March 11th, 2004


titty bits

To prove that she loves me the pup shit by the door instead of in the bedroom this time.

It still stinks through the whole house... but well, it's the thought that counts.

How do you teach your dog to bark under certain conditions? If you stand by the door with leash in hand saying excitedly "outside! let's go outside!" she just stares at you like you're being an idiot. Becuase uh .. you're being an idiot.

One report down.
One to go.
I guess I *won't* melt down this time, if I can just manage to keep focused long enough to actually write the damned thing instead of just rearranging the charts until they stop making sense to me.

I need to find little letter books (the baby toy kind) to replace the "K" book that Mika destroyed. Or I need to convince Cesar and Leanne that they should call their daughter Atie from now on.
I know which sounds more fun.

I think I'll start pressuring Scott and Alicia to set a wedding date so that we can choose a date that has us all on the same coast at the same time. Becuase well, better them than me, dammit.
  • Current Music
    some day love will find you break those chains that bind you

(no subject)

IMDB baffles me yet again.

The movie Audition is really really good. Watch it subtitled (as you should with all foreign films unless you want a good laugh at some really bad voice acting (princess mononoke excepted here)). It's creepy and good and if you're willing to suspend your need for non stop action for awhile the whole thing is a great pay off.

However, on IMDB, there are so many people who read way too much about the movie ahead of time that they feel let down by the whole plot and ending. They feel like they didn't get enough of a shock, enough interest, enough... whatever...

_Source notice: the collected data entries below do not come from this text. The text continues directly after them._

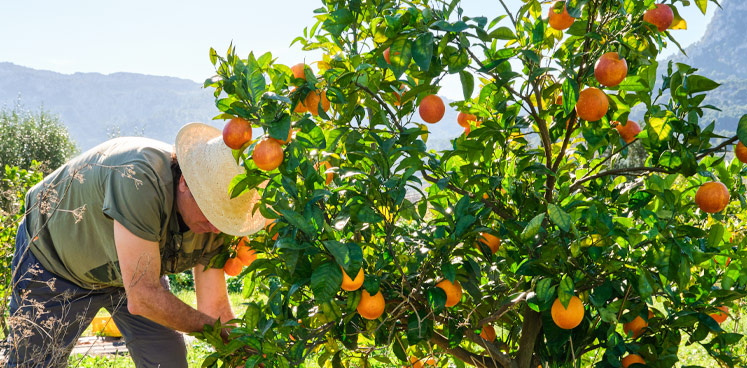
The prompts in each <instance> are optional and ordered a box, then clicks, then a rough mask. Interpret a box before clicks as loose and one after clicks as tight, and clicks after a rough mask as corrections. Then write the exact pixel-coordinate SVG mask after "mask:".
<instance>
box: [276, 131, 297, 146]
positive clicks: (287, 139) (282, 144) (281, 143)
mask: <svg viewBox="0 0 747 368" xmlns="http://www.w3.org/2000/svg"><path fill="white" fill-rule="evenodd" d="M272 139H275V140H276V141H278V143H280V144H281V145H286V144H288V143H290V141H291V139H293V129H288V138H286V139H285V140H284V141H281V140H279V139H276V138H272Z"/></svg>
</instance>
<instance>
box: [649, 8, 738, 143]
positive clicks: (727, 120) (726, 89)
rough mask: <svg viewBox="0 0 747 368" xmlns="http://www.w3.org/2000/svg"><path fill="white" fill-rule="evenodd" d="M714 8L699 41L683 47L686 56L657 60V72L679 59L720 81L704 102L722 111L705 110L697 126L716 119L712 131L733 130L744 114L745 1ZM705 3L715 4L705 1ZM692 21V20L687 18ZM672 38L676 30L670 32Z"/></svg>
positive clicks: (700, 73)
mask: <svg viewBox="0 0 747 368" xmlns="http://www.w3.org/2000/svg"><path fill="white" fill-rule="evenodd" d="M720 3H721V8H720V9H716V11H715V12H714V15H713V18H712V20H711V22H710V23H709V24H708V27H707V28H706V32H705V34H704V35H703V37H702V38H701V39H700V41H698V42H696V43H694V44H692V45H690V46H689V47H687V48H686V49H685V52H686V53H687V56H684V55H682V54H681V53H678V54H677V55H675V56H674V57H671V58H669V59H667V60H665V61H661V62H660V65H661V68H660V73H659V74H660V75H661V74H662V73H663V72H664V71H665V70H666V69H664V68H666V65H667V62H668V61H669V60H672V61H674V62H681V63H685V64H688V65H691V66H693V67H695V68H698V69H699V70H698V72H696V73H697V74H700V75H703V76H706V77H708V78H711V79H713V80H714V81H716V82H719V83H722V85H721V86H720V87H719V88H716V89H715V90H713V91H710V92H708V97H706V99H705V101H704V102H703V103H704V104H710V105H713V106H716V107H718V108H719V109H721V110H722V111H721V112H719V111H710V110H708V111H707V112H706V114H705V116H704V117H703V119H701V125H707V124H710V123H711V121H713V120H715V121H716V131H721V132H724V131H726V132H732V133H733V132H735V131H736V130H737V123H738V122H739V118H740V117H741V116H742V115H744V114H747V68H745V66H744V60H746V59H747V43H745V42H744V35H745V34H747V22H745V20H744V19H743V18H742V17H744V16H745V14H747V1H744V0H723V1H721V2H720ZM708 6H715V5H714V4H713V3H710V2H709V3H708ZM690 21H692V20H690ZM672 32H673V34H674V35H675V37H676V32H677V31H672Z"/></svg>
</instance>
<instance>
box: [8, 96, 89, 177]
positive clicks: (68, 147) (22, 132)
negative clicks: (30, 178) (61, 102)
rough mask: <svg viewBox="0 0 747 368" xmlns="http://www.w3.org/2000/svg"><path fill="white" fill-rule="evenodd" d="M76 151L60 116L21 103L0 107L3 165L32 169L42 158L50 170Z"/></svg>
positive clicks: (62, 162) (65, 160)
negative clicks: (34, 108)
mask: <svg viewBox="0 0 747 368" xmlns="http://www.w3.org/2000/svg"><path fill="white" fill-rule="evenodd" d="M76 152H77V147H76V145H75V142H74V141H73V140H72V138H71V137H70V134H69V133H68V131H67V128H66V127H65V126H64V125H63V123H62V121H60V118H59V117H58V116H56V115H54V114H50V112H48V111H45V110H44V109H40V110H39V111H38V112H32V111H30V110H27V109H25V108H24V107H23V106H22V105H20V104H16V105H15V106H14V107H13V108H2V109H1V110H0V163H2V165H0V166H5V165H8V166H18V167H20V168H21V169H30V168H31V162H32V161H38V162H41V163H42V164H43V165H44V171H45V173H50V172H52V171H53V170H54V169H56V168H58V167H60V166H62V164H64V163H65V161H67V160H68V159H69V158H70V157H71V156H72V155H73V154H75V153H76Z"/></svg>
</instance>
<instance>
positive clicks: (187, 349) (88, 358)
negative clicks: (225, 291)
mask: <svg viewBox="0 0 747 368" xmlns="http://www.w3.org/2000/svg"><path fill="white" fill-rule="evenodd" d="M175 294H176V296H177V297H179V299H181V300H182V301H184V302H185V303H187V304H189V305H191V306H193V307H194V306H196V301H195V294H194V292H191V291H181V292H177V293H175ZM229 299H230V302H231V305H232V306H233V309H234V313H235V314H236V316H241V315H243V313H244V311H245V310H246V307H245V306H244V304H243V303H244V299H243V298H242V296H241V294H240V293H233V294H229ZM745 311H747V308H745V307H744V305H743V306H742V308H741V310H738V309H736V308H735V309H732V310H731V311H730V313H731V315H732V318H729V319H728V320H726V322H724V323H723V324H722V328H723V329H724V331H726V332H732V333H739V334H742V335H745V336H747V319H746V318H745ZM98 315H99V316H106V315H108V314H107V312H106V310H103V309H102V310H101V311H99V314H98ZM84 335H87V336H92V334H91V331H90V327H89V329H88V330H87V331H86V333H85V334H84ZM688 337H689V336H683V342H682V344H681V345H680V352H679V358H680V362H679V363H678V364H677V367H685V366H689V365H695V366H702V367H718V366H719V364H718V363H717V362H716V361H714V360H713V359H712V358H711V357H710V356H709V355H708V353H707V352H706V350H705V348H703V347H702V346H701V345H700V344H697V343H696V344H691V345H687V339H688ZM711 338H713V335H711V336H709V337H708V338H706V339H705V340H704V341H703V343H706V342H708V341H710V339H711ZM211 351H212V348H211V347H210V346H209V345H208V344H207V343H205V342H202V341H200V340H194V339H191V340H190V341H188V343H187V361H188V363H189V366H190V367H200V366H201V365H202V361H203V359H204V357H205V356H207V355H208V354H210V352H211ZM734 355H736V356H747V341H744V340H743V341H742V344H740V345H738V346H737V347H736V349H735V351H734ZM599 359H601V352H600V354H598V355H597V359H594V353H590V354H587V355H585V356H584V359H583V361H584V362H585V363H582V364H580V365H579V367H583V366H591V365H592V363H593V362H596V361H598V360H599ZM315 361H316V359H313V358H312V359H310V362H311V365H312V366H316V365H315V363H316V362H315ZM68 362H69V367H80V368H134V367H135V364H134V363H133V362H132V360H131V359H130V357H129V355H127V354H123V355H111V356H93V355H76V356H71V357H70V359H69V361H68ZM450 366H453V364H452V365H450Z"/></svg>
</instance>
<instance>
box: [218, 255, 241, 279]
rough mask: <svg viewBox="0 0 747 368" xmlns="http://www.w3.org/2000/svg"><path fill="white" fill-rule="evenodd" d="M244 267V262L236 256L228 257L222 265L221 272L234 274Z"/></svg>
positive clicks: (238, 272)
mask: <svg viewBox="0 0 747 368" xmlns="http://www.w3.org/2000/svg"><path fill="white" fill-rule="evenodd" d="M243 269H244V264H243V263H241V260H240V259H238V258H229V259H227V260H226V264H225V265H223V272H225V273H226V275H228V276H236V275H238V274H240V273H241V270H243Z"/></svg>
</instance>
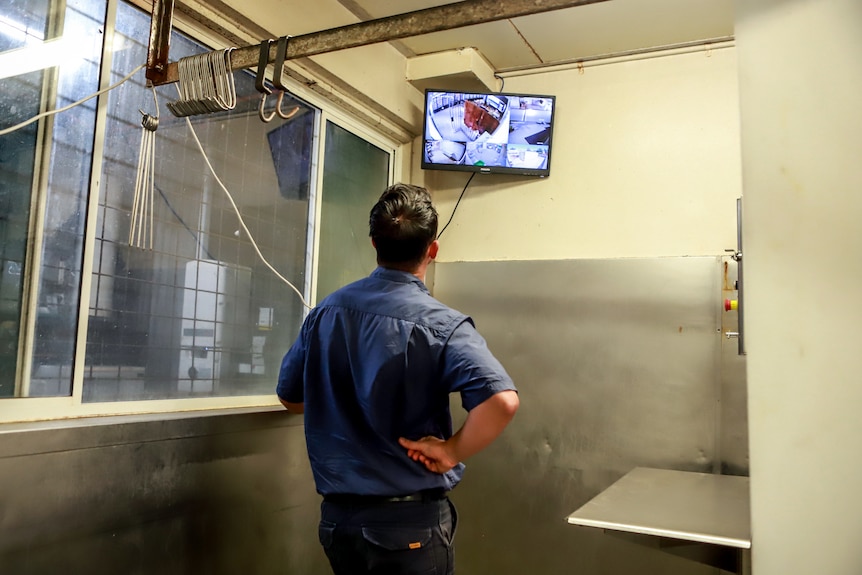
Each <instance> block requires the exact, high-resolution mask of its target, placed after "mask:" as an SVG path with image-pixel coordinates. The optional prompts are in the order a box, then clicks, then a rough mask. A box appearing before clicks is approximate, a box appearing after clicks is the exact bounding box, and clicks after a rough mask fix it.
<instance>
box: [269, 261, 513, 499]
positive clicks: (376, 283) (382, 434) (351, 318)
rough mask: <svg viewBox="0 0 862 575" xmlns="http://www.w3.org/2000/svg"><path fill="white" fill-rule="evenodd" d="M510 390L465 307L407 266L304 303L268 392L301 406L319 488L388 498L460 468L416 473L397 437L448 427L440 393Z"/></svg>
mask: <svg viewBox="0 0 862 575" xmlns="http://www.w3.org/2000/svg"><path fill="white" fill-rule="evenodd" d="M514 389H515V387H514V385H513V383H512V380H511V378H510V377H509V375H508V374H507V373H506V370H505V369H504V368H503V366H502V365H501V364H500V362H499V361H497V359H496V358H495V357H494V356H493V355H492V354H491V352H490V351H489V350H488V347H487V345H486V343H485V340H484V339H483V338H482V336H481V335H479V333H478V332H477V331H476V329H475V327H474V325H473V322H472V320H471V319H470V318H469V317H467V316H466V315H463V314H461V313H459V312H457V311H455V310H453V309H451V308H449V307H447V306H445V305H444V304H442V303H440V302H439V301H437V300H436V299H434V298H433V297H431V294H430V293H429V292H428V289H427V288H426V287H425V284H424V283H422V281H420V280H419V279H418V278H417V277H416V276H414V275H412V274H410V273H407V272H402V271H397V270H390V269H385V268H377V269H376V270H375V271H374V272H373V273H372V274H371V275H370V276H369V277H367V278H364V279H361V280H359V281H357V282H354V283H352V284H350V285H348V286H345V287H344V288H341V289H340V290H338V291H336V292H335V293H333V294H331V295H330V296H328V297H327V298H326V299H324V300H323V301H322V302H321V303H320V304H319V305H318V306H317V307H315V308H314V309H313V310H312V311H311V312H310V313H309V315H308V317H307V318H306V319H305V322H303V325H302V328H301V330H300V334H299V337H298V338H297V340H296V342H295V343H294V344H293V346H292V347H291V348H290V350H289V351H288V352H287V354H286V355H285V356H284V360H283V361H282V365H281V370H280V373H279V377H278V387H277V390H276V391H277V393H278V396H279V397H280V398H282V399H284V400H285V401H288V402H291V403H304V404H305V435H306V444H307V447H308V455H309V459H310V461H311V469H312V472H313V474H314V480H315V484H316V486H317V491H318V492H319V493H321V494H323V495H327V494H333V493H352V494H359V495H389V496H393V495H403V494H407V493H414V492H416V491H420V490H423V489H431V488H440V487H442V488H444V489H446V490H449V489H452V488H453V487H455V485H456V484H457V483H458V482H459V481H460V480H461V476H462V474H463V469H464V466H463V464H459V465H458V466H456V467H455V468H454V469H452V470H451V471H449V472H448V473H446V474H442V475H441V474H437V473H433V472H431V471H428V470H427V469H426V468H425V466H424V465H422V464H421V463H418V462H416V461H413V460H411V459H410V458H409V457H407V452H406V450H405V449H404V448H403V447H402V446H401V445H399V444H398V438H399V437H406V438H408V439H419V438H421V437H424V436H427V435H431V436H435V437H439V438H442V439H447V438H449V437H451V436H452V419H451V415H450V412H449V394H450V393H452V392H458V393H460V395H461V404H462V406H463V407H464V409H466V410H468V411H469V410H471V409H473V408H474V407H476V406H477V405H479V404H480V403H482V402H483V401H485V400H486V399H488V398H489V397H491V396H492V395H494V394H495V393H498V392H501V391H504V390H514Z"/></svg>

So they keep saying (lots and lots of them, very authoritatively) that the whole last half of the movie is just a dream and none of it happened and it is therefore all just a cop out.

These people are morons.
I won't go into why... they just are.
I will agree that the movie was way overhyped... but not becuase it was a let down, but instead because it was just not intended for a certain audience. If you really like the kind of horror movie that has Jennifer Love Hewitt in it... avoid Audition. It will not please you at all.

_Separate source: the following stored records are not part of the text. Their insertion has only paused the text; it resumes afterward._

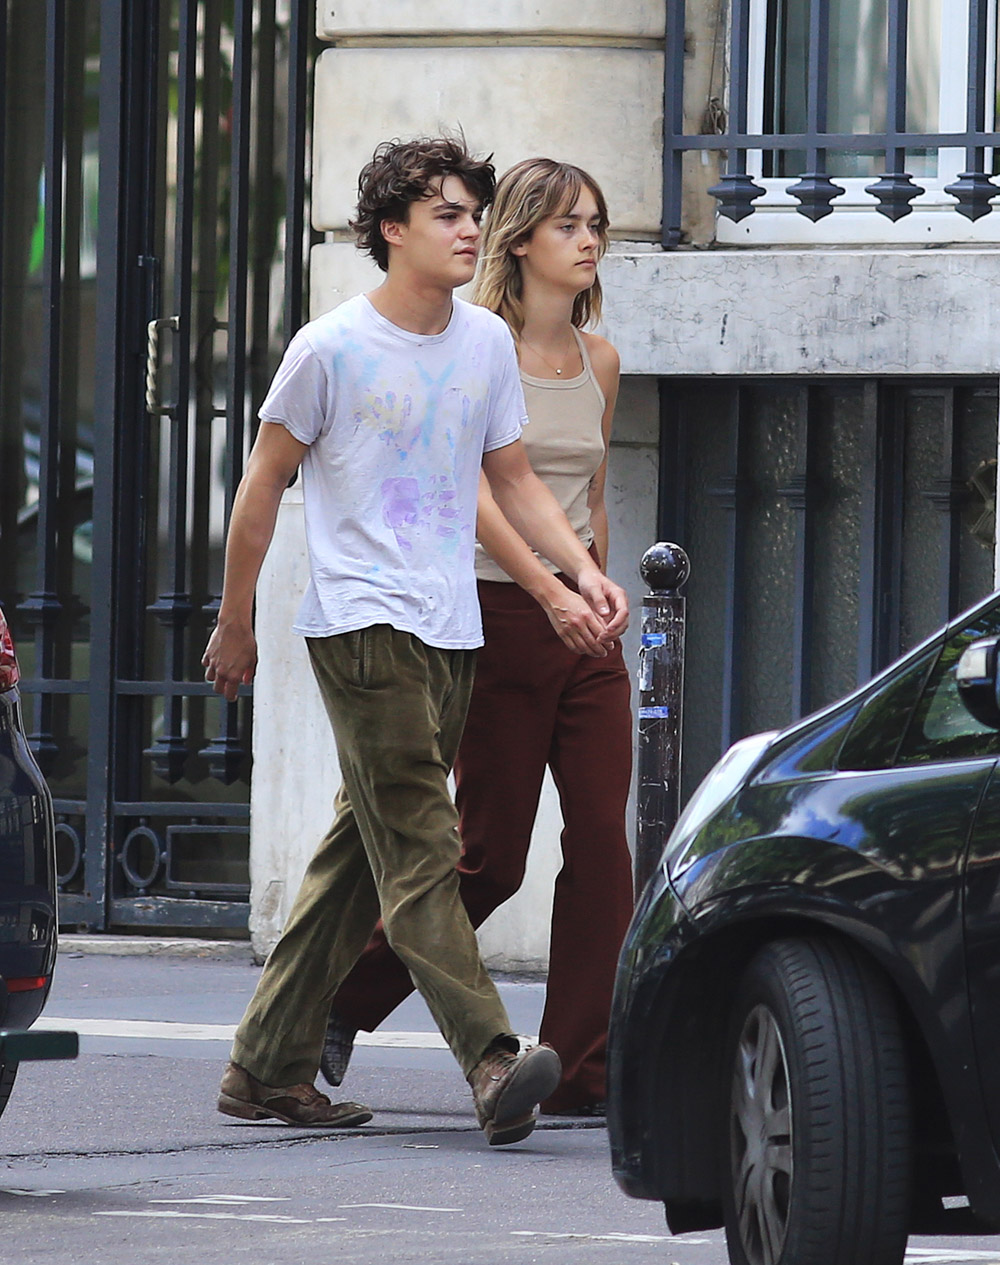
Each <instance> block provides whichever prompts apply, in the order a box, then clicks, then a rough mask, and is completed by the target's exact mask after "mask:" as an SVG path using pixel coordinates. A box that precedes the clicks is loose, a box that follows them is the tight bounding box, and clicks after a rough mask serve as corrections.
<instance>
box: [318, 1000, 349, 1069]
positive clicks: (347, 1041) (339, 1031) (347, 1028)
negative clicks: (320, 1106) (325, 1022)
mask: <svg viewBox="0 0 1000 1265" xmlns="http://www.w3.org/2000/svg"><path fill="white" fill-rule="evenodd" d="M357 1035H358V1028H355V1027H351V1025H350V1023H348V1021H346V1020H343V1018H341V1017H340V1016H339V1015H338V1013H336V1011H335V1009H332V1008H331V1009H330V1018H329V1020H327V1021H326V1035H325V1036H324V1039H322V1054H321V1055H320V1071H321V1073H322V1075H324V1079H325V1080H326V1083H327V1084H330V1085H339V1084H340V1082H341V1080H343V1079H344V1077H345V1075H346V1071H348V1064H349V1063H350V1056H351V1054H353V1052H354V1037H355V1036H357Z"/></svg>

having a lil hell fuck yeah moment

Don't let your children watch television until they know how 2 read
Or else all they'll know how 2 do is cuss, fight and breed
No child is bad from the beginning
They only imitate their atmosphere
If they're in the company of tourists, alcohol and U.S. history

Hurricane Annie ripped the ceiling of a church and killed everyone inside
U turn on the telly and every other story is tellin' U somebody died
A sister killed her baby cuz she couldn't afford 2 feed it
And yet we're sending people 2 the moon
In September, my cousin tried reefer 4 the very first time
Now he's doing horse - it's June


If ever someone got WAY fucking overlooked for far too long... it's Prince. He's finally getting inducted into the Hall of Fame and ya know what? Everytime I comb my hair, thoughts of you get in my eyes.